Georges se coucha sans songer aux boutons, et s’endormit tranquillement ; ce qu’elle n’eût pas fait, toute philosophe qu’elle était, si elle eût su que son domestique avait jeté par la fenêtre pour vingt-quatre mille francs de diamants.

Le lendemain, Georges cadette entra dans la chambre de sa sœur, et la réveilla.

— Eh bien, lui dit-elle, tu peux te vanter d’avoir une chance, toi ! regarde ce que je viens de trouver.

— Qu’est cela ?

— Un de tes boutons.

— Et où l’as-tu trouvé ?

— Dans la rue.

— Dans la rue ?

— C’est comme je te le dis, ma chère… dans la rue, à la porte… Tu l’auras perdu en rentrant du théâtre.

— Mais non, je les avais en soupant.

— Tu en es sûre ?

— À telles enseignes, que, comme ils me gênaient, je les ai ôtés et les ai mis près de moi. Qu’en ai-je donc fait après ?… où les ai-je serrés ?…

— Ah ! mon Dieu, s’écria Georges cadette, je me rappelle : nous mangions des amandes, le domestique a nettoyé la table avec la brosse…

— Ah ! mes pauvres boutons ! s’écria Georges à son tour, descends vite, Bébelle ! descends !

Bébelle était déjà au bas de l’escalier.

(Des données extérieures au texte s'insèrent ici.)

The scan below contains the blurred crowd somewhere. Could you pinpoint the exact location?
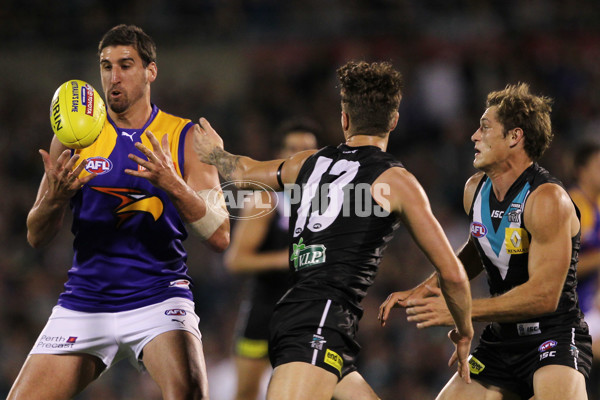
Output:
[0,0,600,400]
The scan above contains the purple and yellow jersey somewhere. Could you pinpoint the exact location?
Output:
[569,186,600,313]
[58,106,192,312]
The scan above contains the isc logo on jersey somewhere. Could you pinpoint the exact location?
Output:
[85,157,112,175]
[504,228,529,254]
[471,221,487,238]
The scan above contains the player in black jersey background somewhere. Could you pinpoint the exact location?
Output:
[225,118,320,400]
[195,62,473,400]
[380,83,592,400]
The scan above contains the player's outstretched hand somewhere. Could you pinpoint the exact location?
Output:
[377,285,441,326]
[192,118,223,165]
[125,131,181,193]
[448,328,472,383]
[40,150,96,201]
[405,286,454,329]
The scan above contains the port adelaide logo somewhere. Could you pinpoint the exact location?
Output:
[471,221,487,238]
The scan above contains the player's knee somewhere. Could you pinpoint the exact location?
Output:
[163,376,209,400]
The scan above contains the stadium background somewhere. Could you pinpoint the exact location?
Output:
[0,0,600,400]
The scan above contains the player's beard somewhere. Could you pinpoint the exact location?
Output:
[108,96,129,114]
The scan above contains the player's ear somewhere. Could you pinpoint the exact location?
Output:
[341,111,350,131]
[508,128,525,147]
[146,62,158,83]
[388,111,400,132]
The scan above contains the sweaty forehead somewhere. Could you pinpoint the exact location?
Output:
[100,46,140,63]
[481,106,498,122]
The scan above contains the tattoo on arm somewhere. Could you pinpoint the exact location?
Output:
[209,148,241,180]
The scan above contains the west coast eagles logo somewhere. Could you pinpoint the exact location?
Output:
[91,186,164,228]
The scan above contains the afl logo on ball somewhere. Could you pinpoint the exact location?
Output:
[538,340,558,353]
[471,222,487,238]
[85,157,112,175]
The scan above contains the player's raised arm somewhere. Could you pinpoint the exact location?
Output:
[27,137,96,247]
[193,118,316,190]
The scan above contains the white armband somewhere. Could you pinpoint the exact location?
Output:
[188,189,229,240]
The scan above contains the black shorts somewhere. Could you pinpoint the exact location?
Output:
[269,300,360,379]
[234,301,275,358]
[469,325,592,399]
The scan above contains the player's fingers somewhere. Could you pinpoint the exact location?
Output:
[425,285,442,296]
[198,117,212,135]
[127,154,152,170]
[129,142,158,165]
[79,172,98,186]
[73,161,85,177]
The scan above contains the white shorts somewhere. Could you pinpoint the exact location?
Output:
[584,306,600,341]
[29,297,202,370]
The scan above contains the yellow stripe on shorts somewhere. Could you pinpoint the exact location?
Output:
[235,338,269,358]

Cinq minutes après, elle rentrait avec le second bouton : elle l’avait retrouvé dans le ruisseau.

— Ma chère amie, dit-elle à sa sœur, nous sommes trop heureuses ! Fais dire une messe, ou, sans cela, il nous arrivera quelque grand malheur.

Nous avons parlé de la malpropreté d’Harel ; elle était de notoriété publique, et lui-même en prenait une espèce d’orgueil ; homme de paradoxe, il s’amusait à faire des amplifications sur cette triste supériorité.